By Grant Ferowich
The meteoric rise of the price of bitcoin in recent years has prompted the question of bitcoin’s “value.” As New York University finance professor Aswath Damodaran points out, looking at valuations in the traditional sense of the word doesn’t apply to bitcoin.
Bitcoin’s price jumped back above the $5,500 level as of press time after sustaining a vertigo-inducing drop from $6,000 last Friday to $5,400 early Wednesday.
Cryptocurrencies can’t be valued like companies or projects because they don’t have cash flows – there’s nothing to discount. Bitcoin is “not an asset, but a currency, and as such, you cannot value it or invest in it,” Damodaran wrote in a Musings on Markets post Tuesday.

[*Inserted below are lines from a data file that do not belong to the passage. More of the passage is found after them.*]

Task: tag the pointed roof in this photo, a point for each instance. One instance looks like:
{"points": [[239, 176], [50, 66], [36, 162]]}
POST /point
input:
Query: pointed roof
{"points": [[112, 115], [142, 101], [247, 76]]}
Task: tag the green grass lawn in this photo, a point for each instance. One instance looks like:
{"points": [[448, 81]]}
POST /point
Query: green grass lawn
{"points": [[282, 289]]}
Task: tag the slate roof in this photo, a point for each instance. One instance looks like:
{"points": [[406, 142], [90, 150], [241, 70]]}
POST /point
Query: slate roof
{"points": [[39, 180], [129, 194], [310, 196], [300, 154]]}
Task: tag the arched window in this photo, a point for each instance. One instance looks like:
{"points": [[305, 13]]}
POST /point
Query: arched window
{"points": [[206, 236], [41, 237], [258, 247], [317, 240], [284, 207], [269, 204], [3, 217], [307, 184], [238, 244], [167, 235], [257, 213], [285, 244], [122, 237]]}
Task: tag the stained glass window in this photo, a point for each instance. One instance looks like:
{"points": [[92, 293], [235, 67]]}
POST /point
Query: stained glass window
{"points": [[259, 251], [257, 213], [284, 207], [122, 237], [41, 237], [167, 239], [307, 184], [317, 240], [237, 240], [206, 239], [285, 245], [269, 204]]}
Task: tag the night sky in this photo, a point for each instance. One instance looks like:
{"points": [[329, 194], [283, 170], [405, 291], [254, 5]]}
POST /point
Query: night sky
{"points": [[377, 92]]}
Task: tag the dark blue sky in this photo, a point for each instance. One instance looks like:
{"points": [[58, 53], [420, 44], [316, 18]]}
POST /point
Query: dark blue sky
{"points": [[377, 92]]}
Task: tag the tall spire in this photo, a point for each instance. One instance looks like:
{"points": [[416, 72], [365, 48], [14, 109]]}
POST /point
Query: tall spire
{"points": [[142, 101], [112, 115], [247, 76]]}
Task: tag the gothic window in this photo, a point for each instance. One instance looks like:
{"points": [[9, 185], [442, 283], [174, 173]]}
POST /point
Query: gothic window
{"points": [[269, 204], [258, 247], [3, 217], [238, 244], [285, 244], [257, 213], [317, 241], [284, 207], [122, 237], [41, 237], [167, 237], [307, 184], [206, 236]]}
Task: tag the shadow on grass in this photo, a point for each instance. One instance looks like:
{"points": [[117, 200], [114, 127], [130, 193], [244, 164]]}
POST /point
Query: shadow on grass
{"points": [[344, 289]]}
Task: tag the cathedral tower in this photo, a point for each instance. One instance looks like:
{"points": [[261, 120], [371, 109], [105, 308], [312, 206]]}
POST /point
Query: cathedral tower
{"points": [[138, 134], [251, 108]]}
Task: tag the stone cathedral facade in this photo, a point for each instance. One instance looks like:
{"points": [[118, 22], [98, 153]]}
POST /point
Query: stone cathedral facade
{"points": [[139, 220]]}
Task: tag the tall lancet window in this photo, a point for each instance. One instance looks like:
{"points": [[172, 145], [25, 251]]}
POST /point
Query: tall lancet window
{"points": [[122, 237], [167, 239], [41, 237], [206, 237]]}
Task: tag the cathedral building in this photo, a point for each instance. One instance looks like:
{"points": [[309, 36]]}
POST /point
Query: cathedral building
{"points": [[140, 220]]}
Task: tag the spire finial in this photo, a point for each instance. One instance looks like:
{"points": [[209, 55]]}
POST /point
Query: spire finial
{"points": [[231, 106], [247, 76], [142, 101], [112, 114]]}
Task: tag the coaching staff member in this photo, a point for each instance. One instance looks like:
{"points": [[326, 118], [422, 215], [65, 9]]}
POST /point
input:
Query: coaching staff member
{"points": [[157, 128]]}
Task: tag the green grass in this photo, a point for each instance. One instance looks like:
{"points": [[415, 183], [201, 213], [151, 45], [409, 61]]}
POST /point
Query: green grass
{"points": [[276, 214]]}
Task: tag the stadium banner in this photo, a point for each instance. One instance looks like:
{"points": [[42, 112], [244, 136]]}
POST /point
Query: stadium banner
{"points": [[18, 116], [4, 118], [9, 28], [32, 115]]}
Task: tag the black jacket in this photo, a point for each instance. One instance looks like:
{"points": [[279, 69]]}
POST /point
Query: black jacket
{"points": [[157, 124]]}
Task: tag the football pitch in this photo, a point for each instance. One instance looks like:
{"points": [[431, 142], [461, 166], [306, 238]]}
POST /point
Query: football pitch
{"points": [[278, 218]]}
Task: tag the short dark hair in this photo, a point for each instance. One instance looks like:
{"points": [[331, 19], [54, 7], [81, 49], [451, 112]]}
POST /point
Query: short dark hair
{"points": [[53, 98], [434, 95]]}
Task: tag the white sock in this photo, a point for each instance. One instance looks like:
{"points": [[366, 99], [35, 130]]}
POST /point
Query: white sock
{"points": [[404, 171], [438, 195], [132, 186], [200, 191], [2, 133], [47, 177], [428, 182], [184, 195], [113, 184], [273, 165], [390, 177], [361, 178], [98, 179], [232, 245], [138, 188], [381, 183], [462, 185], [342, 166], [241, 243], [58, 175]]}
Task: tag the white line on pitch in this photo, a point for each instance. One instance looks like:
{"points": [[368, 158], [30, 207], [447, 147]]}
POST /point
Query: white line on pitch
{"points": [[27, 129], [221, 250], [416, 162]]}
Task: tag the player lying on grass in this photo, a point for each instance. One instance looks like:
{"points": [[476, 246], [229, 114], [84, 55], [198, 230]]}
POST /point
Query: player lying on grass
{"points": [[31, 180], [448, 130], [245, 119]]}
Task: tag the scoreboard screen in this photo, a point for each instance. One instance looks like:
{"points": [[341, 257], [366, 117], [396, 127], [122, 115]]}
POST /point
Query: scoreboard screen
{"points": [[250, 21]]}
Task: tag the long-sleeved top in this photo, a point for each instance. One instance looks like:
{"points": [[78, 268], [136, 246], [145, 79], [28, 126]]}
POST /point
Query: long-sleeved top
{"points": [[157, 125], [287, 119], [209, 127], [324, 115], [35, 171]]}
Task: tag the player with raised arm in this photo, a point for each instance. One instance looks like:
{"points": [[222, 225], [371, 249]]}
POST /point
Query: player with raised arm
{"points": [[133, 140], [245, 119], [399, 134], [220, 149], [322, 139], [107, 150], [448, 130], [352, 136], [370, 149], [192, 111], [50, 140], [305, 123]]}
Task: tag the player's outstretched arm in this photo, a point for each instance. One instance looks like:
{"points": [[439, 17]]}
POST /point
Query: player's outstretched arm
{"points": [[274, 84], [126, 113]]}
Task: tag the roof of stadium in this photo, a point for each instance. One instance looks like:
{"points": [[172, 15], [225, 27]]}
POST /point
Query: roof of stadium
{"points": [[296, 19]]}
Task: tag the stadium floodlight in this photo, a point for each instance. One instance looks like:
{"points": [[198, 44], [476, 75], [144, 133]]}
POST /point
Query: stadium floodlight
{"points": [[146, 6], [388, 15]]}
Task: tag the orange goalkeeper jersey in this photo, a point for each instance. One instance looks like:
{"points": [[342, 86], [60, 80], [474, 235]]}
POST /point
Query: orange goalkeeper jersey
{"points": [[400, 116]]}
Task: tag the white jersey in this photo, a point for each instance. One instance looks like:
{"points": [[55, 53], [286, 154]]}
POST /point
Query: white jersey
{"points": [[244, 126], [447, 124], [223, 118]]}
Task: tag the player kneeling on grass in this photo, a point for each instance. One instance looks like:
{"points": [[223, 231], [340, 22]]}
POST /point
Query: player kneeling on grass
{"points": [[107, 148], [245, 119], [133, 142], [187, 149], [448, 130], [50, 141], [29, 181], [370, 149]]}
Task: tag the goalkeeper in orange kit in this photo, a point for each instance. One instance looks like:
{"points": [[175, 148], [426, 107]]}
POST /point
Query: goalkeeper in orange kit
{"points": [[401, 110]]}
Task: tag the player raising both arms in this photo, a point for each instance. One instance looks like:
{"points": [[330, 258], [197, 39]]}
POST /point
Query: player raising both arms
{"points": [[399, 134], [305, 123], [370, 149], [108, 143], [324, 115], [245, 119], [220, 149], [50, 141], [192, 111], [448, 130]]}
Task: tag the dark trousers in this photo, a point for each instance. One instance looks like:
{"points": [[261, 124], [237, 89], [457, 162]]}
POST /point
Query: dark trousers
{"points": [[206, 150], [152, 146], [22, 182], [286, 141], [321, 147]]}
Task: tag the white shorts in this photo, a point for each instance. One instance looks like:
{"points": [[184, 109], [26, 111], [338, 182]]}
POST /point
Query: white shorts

Instead, the guru argues cryptocurrency can only have nominal value, the price. This argument flows from the notion that the US dollar cannot be valued per se, but it does have a a price relative to the Japanese yen, Indian rupee, Chinese renminbi.
Just because bitcoin “cannot be valued” doesn’t mean it actually is worthless or a “fraud,” as JP Morgan’s Jamie Dimon has suggested. The tools and methods used to value an oil drilling project or innovative pharmaceutical product don’t work with bitcoin.
“You can play either the value or pricing game well, but being delusional about the game you are playing, and using the wrong tools or bringing the wrong skill set to that game, is a recipe for disaster,” the professor observes.